这事情对任何人都没有好处,如今却得由他舅爷独自拿出钱来成其好事,这实在叫他太过意不去;他决定要竭力打听出舅爷究竟帮了多大的忙,以便尽快报答这笔人情。
班纳特先生刚结婚的时候,完全不必省吃俭用,因为他们夫妇自然会生儿子,等到儿子成了年,外人继承产权的这桩事就可以取消,寡妇孤女也就衣食无虑了。可是五个女儿接接连连地出世,儿子还不知道在哪里;丽迪雅出世多少年以后,班纳特太太还一直以为会生儿子。这个指望落了空,如今省吃俭用已经太迟了。班纳特太太不惯于节省,好在丈夫自有主张,才算没有入不敷出。
当年老夫妇的婚约上规定了班纳特太太和子女们一共应享有五千磅遗产。至于子女们究竟怎样分享,得由父母在遗嘱上解决,班纳特先生毫不犹豫地同意了摆在他面前的那个建议。
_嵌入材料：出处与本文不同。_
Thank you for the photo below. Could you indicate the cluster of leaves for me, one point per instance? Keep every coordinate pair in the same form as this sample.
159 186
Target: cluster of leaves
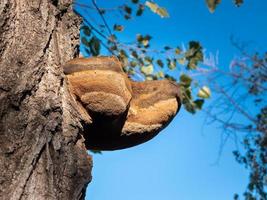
254 78
141 62
255 159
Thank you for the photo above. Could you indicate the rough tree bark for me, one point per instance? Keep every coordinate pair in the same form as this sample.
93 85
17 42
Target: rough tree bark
42 153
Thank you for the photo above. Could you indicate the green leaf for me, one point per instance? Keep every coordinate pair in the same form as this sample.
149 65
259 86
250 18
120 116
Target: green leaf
199 103
162 12
94 45
178 51
96 151
169 77
86 30
194 55
212 4
133 64
147 70
85 42
185 80
127 9
160 63
117 27
171 64
181 61
238 2
140 10
204 92
135 1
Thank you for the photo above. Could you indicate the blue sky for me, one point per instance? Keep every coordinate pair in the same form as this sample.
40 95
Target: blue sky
180 163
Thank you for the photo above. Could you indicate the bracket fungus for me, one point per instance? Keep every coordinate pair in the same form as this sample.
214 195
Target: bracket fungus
122 113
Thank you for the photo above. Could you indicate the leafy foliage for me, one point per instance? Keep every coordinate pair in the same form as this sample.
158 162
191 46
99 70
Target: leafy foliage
248 76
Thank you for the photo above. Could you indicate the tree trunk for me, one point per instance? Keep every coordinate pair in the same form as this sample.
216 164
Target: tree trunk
42 153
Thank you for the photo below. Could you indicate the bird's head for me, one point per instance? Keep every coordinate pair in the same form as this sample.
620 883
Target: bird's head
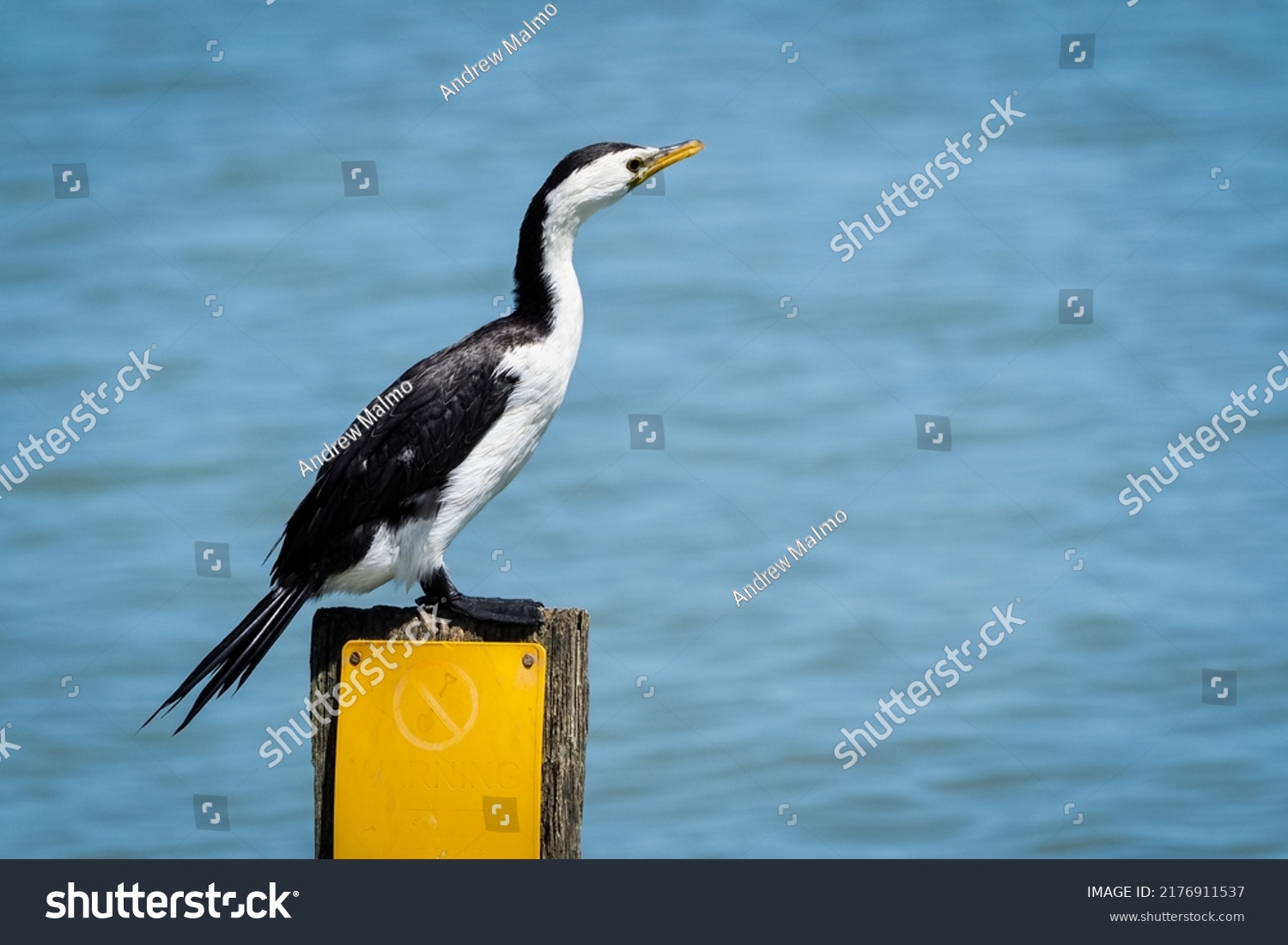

他回信给舅爷,多谢他一片好心。他的措辞极其简洁,只说他对一切既成事实都表示赞同,而且舅爷所提出的各项条件,他都愿意照办。原来这次说服韦翰跟他女儿结婚一事,竟安排得这样好,简直没有带给他什么麻烦,这实在是他所意料不到的。虽说他每年要付给他们俩一百镑,可是事实上他每年还损失不了十镑,因为丽迪雅在家里也要吃用开销,外加她母亲还要贴钱给她花,计算起来每年几乎也不下于一百镑。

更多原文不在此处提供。